And he did not try to cover his tracks. As the chaos after the bombing was at its height, with rescuers and victims scattering across the school grounds, Kehoe drove back in his truck, which he had wired to explode and spread shrapnel into the crowd. When Emory Huyck rushed out to confront him, Kehoe detonated his truck bomb, killing himself, Huyck, and several others in the vicinity. Ultimately 44 people died and 58 were injured.
Hence the paradox. You have to be crazy to do something like that, but you have to be rational and calculating. All evidence suggests that Kehoe knew he was committing murder out of hatred; he wasn't a killer impelled by the idea that he was saving the world or the souls of his victims. There were no voices in his head. This really was somebody attacking his school.
Schechter tells the story of Kehoe's background and the path to the bombing very well. But as with his book Killer Colt (2010), I sense that there isn't quite enough material, even given the extraordinary scale of the event, to produce a full-length book on Bath and Kehoe. Schechter dwells at length on things like a sermon preached after the massacre, which seems to me a fairly standard if heartfelt item of rhetoric. He retells the story of murderer Ruth Snyder at some length, and at even greater length, the story of how Lindbergh crossed the Atlantic: always a great story, but one of the most frequently retold in American nonfiction. (Lindbergh is associated with Bath, or rather with the relative obscurity of Kehoe's crime, because the Spirit of St. Louis drove the Bath bombing off the front pages immediately and forever.)

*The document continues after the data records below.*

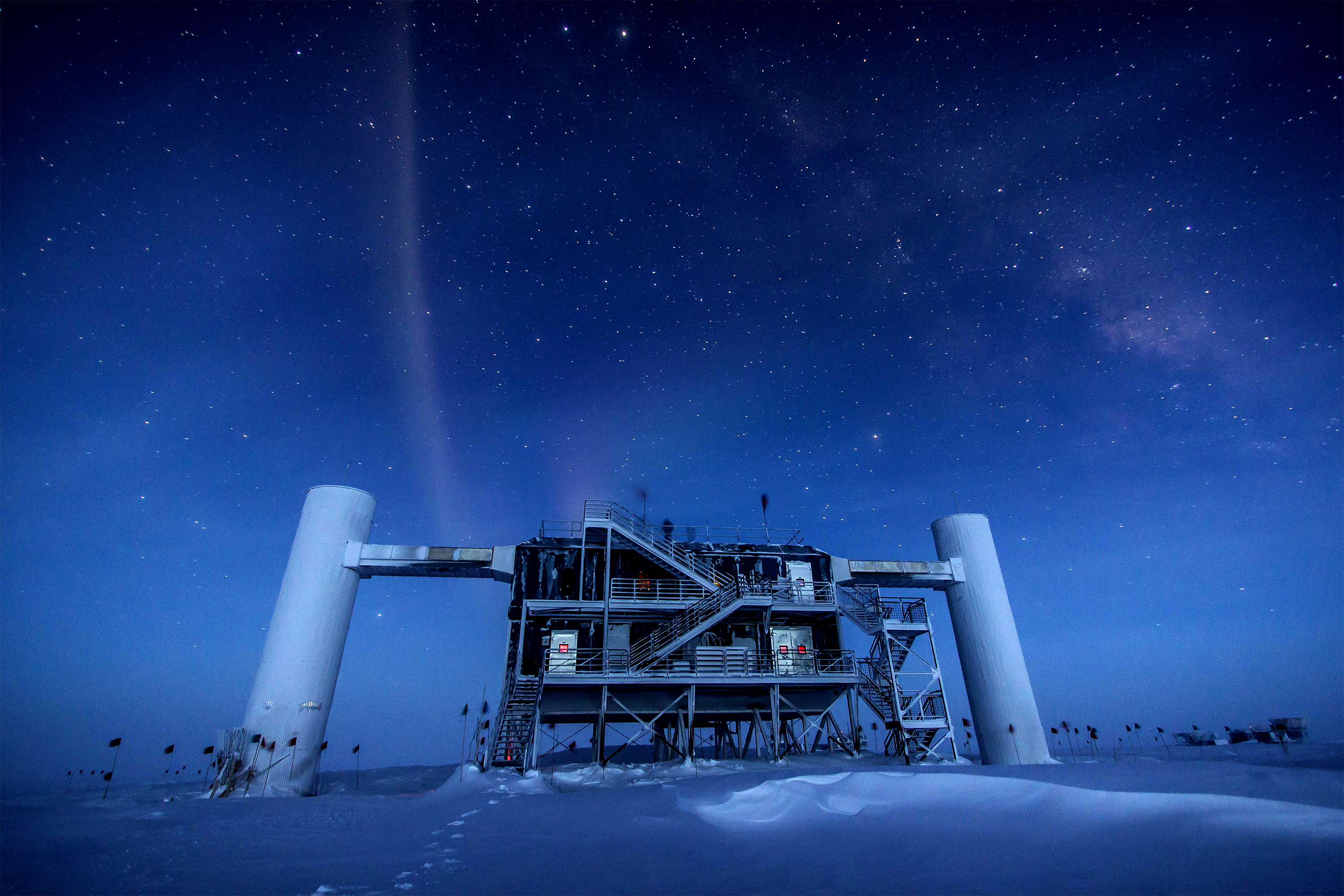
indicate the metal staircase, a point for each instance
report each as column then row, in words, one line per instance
column 686, row 625
column 917, row 720
column 862, row 607
column 648, row 540
column 515, row 726
column 725, row 594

Schechter does make the convincing argument that Bath, though less-known that some other tabloid crimes of its era, became a prototype for an unnervingly American scene: the wanton destruction of a school and its children's lives. The fear that wells up whenever we hear of someone at a school with a gun has its origins 94 years ago in Bath, Michigan.
Schechter, Harold. Maniac: The Bath School disaster and the birth of the modern mass killer. New York: Little A, 2021.